Table 1: HFMEA identified Failure modes linked to the maximum hazard scores and subsequent recommendations by team.
Discussion
The HFMEA methodology was used to address problems not amenable to quantitative methods: the assessment of medication and system errors in the process of administration of chemotherapy in paediatric population. Chemotherapy drug safety practices and understanding is still suboptimal. While a number of guidelines have deal with these issue and ensured safe administration and handling of anticancerous agents (Jacobson, Polovich, McNiff, et al., 2009; Griffin, 2003). Hardly any have recommend standards to decrease chemotherapy prescribing mistakes. This can be explained by the fact that a great number of hospitals did not have particular obligations for prescriptions of chemotherapy (Weingart, Flug, Brouillard, et al., 2007).Quality-enhancement programs are planned to accomplish the axiom ‘above all-do no harm’ (Smith, 2005). In this particular study and hospitals assessed, and in response to better knowledge regarding the safety risks linked to chemotherapy, the chemotherapy process was proactively evaluated with a particular attention on prescribing, ordering and administration by means of HFMEA. HFMEA is a mean that attempts to methodically evaluate. This evaluation may either be retrospectively or prospectively and is a multifaceted process. It distinguishes those factors which have the risk of causing damage and prioritizing corrective interventions. The HFMEA is recommended to be used as a proactive risk evaluation tool. Several studies have reported it successful utilisation of HFMEA in medicine as well in enhancing chemotherapy safety (Bonnabry, Cingria, Ackermann, et al., 2006; Van Tilburg, Leistikow, Rademaker, et al.  2006; Bonfant, Belfanti, Paternoster, et al., 2010). However, it is important to note that HFMEA must not be considered as the mere mean for quality enhancement by healthcare institutions, because the knack to recognize and assess failure modes in any practice considerably relies on the team evaluating the practice (Shebl, Franklin and Barber, 2009).
Conclusion
HFMEA offered valuable analysis of the chemotherapy practice in the paediatric oncology in three hospitals. And thus, interventions were put into practice to lessen risk and enhance patient safety. The recommendations and implementation from this HFMEA analysis are believed to offer an encouraging outcome on a big number of other processes of medication. The findings of this study are in accord with different other published HFMEA analysis taken place in a paediatric oncology department where chemotherapy prescription and administration were found to have greatest hazard scores (Robinson, Heigham, and Clark, 2006).

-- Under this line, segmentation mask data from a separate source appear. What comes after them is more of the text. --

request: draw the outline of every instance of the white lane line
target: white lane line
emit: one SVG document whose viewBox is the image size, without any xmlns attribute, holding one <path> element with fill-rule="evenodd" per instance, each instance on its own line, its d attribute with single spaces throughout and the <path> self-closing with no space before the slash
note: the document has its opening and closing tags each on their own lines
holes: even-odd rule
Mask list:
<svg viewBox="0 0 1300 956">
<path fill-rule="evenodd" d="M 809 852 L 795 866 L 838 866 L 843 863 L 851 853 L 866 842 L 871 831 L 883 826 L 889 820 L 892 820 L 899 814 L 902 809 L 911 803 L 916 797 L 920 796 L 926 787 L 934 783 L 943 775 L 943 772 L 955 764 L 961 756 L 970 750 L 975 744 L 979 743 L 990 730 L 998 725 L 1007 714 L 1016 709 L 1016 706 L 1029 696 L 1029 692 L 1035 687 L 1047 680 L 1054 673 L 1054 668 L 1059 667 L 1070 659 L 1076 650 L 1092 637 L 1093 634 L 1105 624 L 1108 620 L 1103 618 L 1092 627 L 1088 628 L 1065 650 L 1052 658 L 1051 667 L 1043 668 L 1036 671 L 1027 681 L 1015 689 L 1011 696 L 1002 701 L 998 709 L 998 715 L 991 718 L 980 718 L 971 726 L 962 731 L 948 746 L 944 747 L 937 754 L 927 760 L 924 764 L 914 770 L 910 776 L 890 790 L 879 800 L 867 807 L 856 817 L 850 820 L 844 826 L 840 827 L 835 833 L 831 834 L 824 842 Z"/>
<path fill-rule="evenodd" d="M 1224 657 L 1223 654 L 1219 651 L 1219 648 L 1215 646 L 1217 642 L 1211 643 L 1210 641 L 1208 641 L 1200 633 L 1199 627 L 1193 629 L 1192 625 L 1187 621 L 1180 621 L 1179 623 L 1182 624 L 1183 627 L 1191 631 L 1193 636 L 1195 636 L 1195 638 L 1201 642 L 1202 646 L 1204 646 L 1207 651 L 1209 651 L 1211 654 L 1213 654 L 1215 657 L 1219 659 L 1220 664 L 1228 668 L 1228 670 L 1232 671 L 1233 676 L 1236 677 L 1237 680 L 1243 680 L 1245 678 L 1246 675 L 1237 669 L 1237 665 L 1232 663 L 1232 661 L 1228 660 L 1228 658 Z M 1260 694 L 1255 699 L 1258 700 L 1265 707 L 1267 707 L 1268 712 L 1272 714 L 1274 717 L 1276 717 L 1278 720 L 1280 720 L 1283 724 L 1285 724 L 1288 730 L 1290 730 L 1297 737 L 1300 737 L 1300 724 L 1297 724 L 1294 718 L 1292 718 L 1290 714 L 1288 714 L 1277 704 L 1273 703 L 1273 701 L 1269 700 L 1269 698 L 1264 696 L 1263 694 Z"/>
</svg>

HFMEA is now actively carried out in numerous healthcare processes and in oncology it serves a great role since chemotherapy is considered to be a high-risk course. Using HFMEA potential risk can easily be identified and corrective measures can be taken to curtail those risk.  In addition, computerized physician order entry (CPOE) is successful in decreasing prescribing errors of antineoplastic agents and should be regarded as a component of a fail-safe practice to enhance safety.
There are some limitations in this study, including the failure to carry out repeat HFMEA analysis.  Furthermore, there is a need for more detailed and thorough research on the effectiveness of HFMEA analysis in the healthcare processes in general and in paediatric oncology department in particular.